Razor blade cut in between SCN and AVPV alters GABA transmission to GnRH neurons during surge onset-peak. A, Location of razor blade cut (orange line) on a midsagittal section in relation to approximate locations of the SCN, AVPV (arrows), and the area containing GnRH neurons (green dashed circle). B, C, SCN cut lowers GABAergic sPSC frequency (B) and percentage of cells with sPSC frequency >0.5 Hz (C) in midsagittal slices (n = 9 cells) but has no effect in parasagittal slices (n = 17). D, PSC frequency in individual GnRH neurons before (con) and during (TTX) in vitro TTX treatment.
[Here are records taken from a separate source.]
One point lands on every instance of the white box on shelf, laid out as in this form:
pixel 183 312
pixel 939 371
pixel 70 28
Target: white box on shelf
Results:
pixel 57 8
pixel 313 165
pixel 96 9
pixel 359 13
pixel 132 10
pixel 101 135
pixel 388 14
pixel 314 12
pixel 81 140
No cells exhibiting high control frequency (n = 5 of 15) responded to TTX. *p < 0.05 versus intact slices in respective slice position.

Figure 8.

Estradiol modulates amplitude of GABAergic PSCs. A, B, Averaged sPSC (A) and mPSC (B) traces from representative OVX+E (left) and OVX (right) cells during negative feedback (red), surge onset (blue), and surge peak (green). C, Cumulative probability distribution for mPSC amplitude comparing events in OVX+E cells during negative feedback (n = 205 events) and combined surge onset and peak times (n = 1104). D, Distributions comparing OVX and OVX+E events during negative feedback (top; OVX, n = 333) and combined surge onset and surge peak times (bottom; OVX, n = 758). *p < 0.05 versus −FB (C) and OVX (D).